The choices under capitalism, if you’re high enough on the food chain to access them, are kill or be killed. Lose your morals or get shafted.  Grab everything you possibly can and fuck everybody else.  Scarcity mindset manifests across the board – whether it’s the underclass passing around the same fiver for the lekkie meter forever, or the wealthy holding on to their spoils for dear life.  MPDF are, possibly for the first time, experiencing something that vaguely echoes housing insecurity – and they don’t like it one bit.  Capitalism was never intended to benefit everyone, and this could well be their inaugural experience of their previously sure-fire power of choice being removed. Boris Johnson pointed out once that society needs inequality to function, and he fucking loves capitalism – take it from the expert himself.

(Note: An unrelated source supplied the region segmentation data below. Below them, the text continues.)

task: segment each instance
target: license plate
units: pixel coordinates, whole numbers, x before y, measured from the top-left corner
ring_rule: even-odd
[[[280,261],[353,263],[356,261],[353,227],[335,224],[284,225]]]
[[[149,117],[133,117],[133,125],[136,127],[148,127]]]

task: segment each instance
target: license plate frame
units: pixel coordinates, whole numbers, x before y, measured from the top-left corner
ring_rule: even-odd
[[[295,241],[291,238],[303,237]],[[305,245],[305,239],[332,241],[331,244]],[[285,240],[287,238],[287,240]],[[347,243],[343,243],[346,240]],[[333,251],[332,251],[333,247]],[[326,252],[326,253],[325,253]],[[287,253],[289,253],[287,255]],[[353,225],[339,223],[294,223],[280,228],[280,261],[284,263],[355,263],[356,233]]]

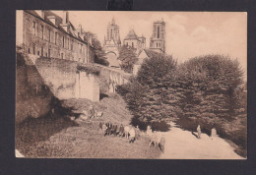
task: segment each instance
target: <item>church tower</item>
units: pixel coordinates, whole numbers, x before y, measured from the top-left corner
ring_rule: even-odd
[[[153,24],[150,49],[160,53],[165,53],[165,23],[162,19]]]
[[[114,18],[111,23],[107,25],[106,38],[104,38],[104,46],[107,47],[108,44],[114,44],[116,46],[121,45],[119,27],[115,24]],[[105,49],[107,50],[107,48]]]
[[[103,49],[110,67],[119,67],[117,60],[121,46],[119,27],[115,24],[114,18],[107,25],[106,36],[104,36]]]

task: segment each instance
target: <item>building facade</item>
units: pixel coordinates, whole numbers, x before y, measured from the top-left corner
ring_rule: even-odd
[[[17,45],[23,44],[25,53],[59,58],[81,63],[95,60],[92,36],[75,29],[69,12],[59,17],[51,11],[17,11]]]
[[[134,29],[131,29],[123,40],[124,45],[129,45],[136,49],[139,54],[146,47],[146,38],[142,35],[139,37]]]
[[[163,20],[154,22],[150,49],[165,53],[165,23]]]
[[[115,24],[114,18],[107,25],[106,37],[104,36],[103,49],[110,67],[119,67],[117,60],[121,46],[119,27]]]

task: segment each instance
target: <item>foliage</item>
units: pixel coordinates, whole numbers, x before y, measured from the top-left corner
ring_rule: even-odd
[[[122,45],[117,59],[121,61],[121,69],[127,73],[131,73],[133,65],[138,59],[135,53],[135,48],[128,45]]]
[[[158,56],[146,59],[118,92],[137,123],[183,117],[214,125],[245,118],[242,84],[242,69],[228,56],[195,57],[179,66],[171,56]]]
[[[92,45],[95,48],[95,62],[104,66],[108,66],[109,63],[105,58],[104,50],[101,43],[97,39],[96,35],[93,32],[87,31],[86,35],[92,35]]]
[[[84,71],[88,74],[98,75],[100,68],[95,66],[94,64],[78,64],[77,71]]]

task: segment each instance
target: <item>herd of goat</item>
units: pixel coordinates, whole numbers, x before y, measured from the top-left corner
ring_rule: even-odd
[[[118,126],[117,124],[112,124],[111,122],[99,122],[99,133],[103,136],[125,137],[129,140],[129,143],[134,143],[140,138],[142,132],[138,126],[134,128],[131,125],[123,126],[121,124]],[[147,127],[146,135],[150,137],[149,146],[154,144],[154,146],[156,147],[158,146],[163,153],[165,144],[164,136],[160,132],[153,132],[150,126]]]

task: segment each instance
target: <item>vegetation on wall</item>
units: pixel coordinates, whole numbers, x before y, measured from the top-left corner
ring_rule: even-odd
[[[105,58],[104,50],[101,46],[101,43],[97,39],[96,35],[90,31],[86,32],[86,35],[92,36],[92,45],[93,45],[94,51],[95,51],[95,62],[97,64],[104,65],[104,66],[108,66],[109,62]]]
[[[120,66],[122,70],[126,73],[132,73],[133,65],[138,60],[135,48],[128,45],[122,45],[117,59],[121,61]]]
[[[78,64],[77,71],[84,71],[88,74],[99,75],[100,68],[94,64]]]

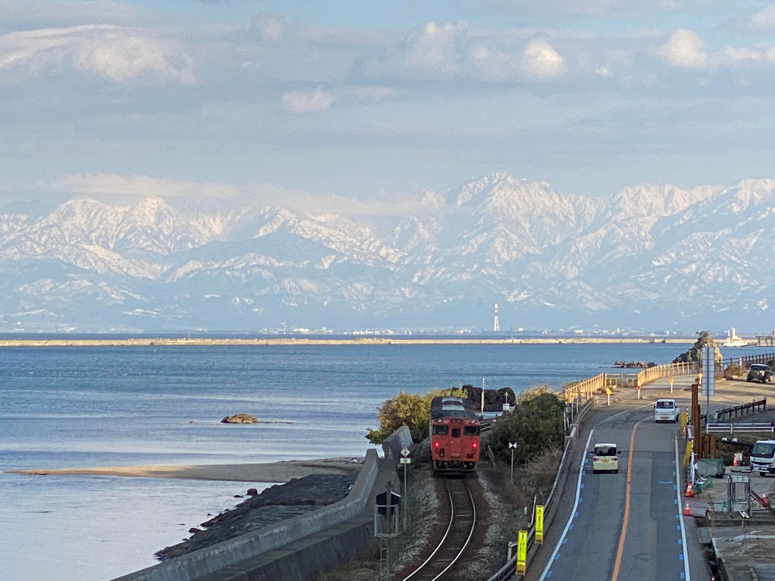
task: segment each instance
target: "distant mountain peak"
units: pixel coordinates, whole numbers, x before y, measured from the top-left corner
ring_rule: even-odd
[[[0,214],[0,329],[472,325],[496,301],[523,327],[723,327],[772,302],[775,270],[750,265],[772,264],[775,180],[591,197],[501,172],[418,202],[353,217],[78,197]]]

I’ve often heard of ‘ethical capitalism’ being suggested as a more realistic alternative to socialism, the concept of which is as absurd a paradox as you could imagine.  I don’t want to live in a world where the only options are ‘watch your wealth multiply off the backs of the working class’, or ‘work yourself into the ground and hope for the best’.  Of course there’s a middle ground, but I don’t want that either.   I want a world in which the abhorrent, violent industry that brought MPDF their wealth (and then hubristically shanked them) is replaced with a system in which the fucking Times has no readership and everyone can have a home.

MPDF still have choices.  If they really needed to, they could take their million quid and buy their desired family home in another area of the UK – one where house prices aren’t upwards of £800k – rather than limiting their search to expensive, well-to-do areas with nice schools and nice countryside, and transport links to London so convenient you’d forget you didn’t live there.  That’s what we say to those on the council house list in London, right?  That’s the rule we apply to broke single mums in shitty, damp, council-funded B&B’s fleeing domestic violence who wait on the list for months and eventually get offered a property in Birmingham or Manchester.  They know that if they refuse to be removed from their vital support networks, the council will relinquish their responsibility to house them forever. Congratulations, take what you’re given and be grateful, and fuck your wellbeing.  You don’t get a choice if you’re poor.

However, the Times would like us take a moment to shed a tear for MPDF.  They’re desperate, after all.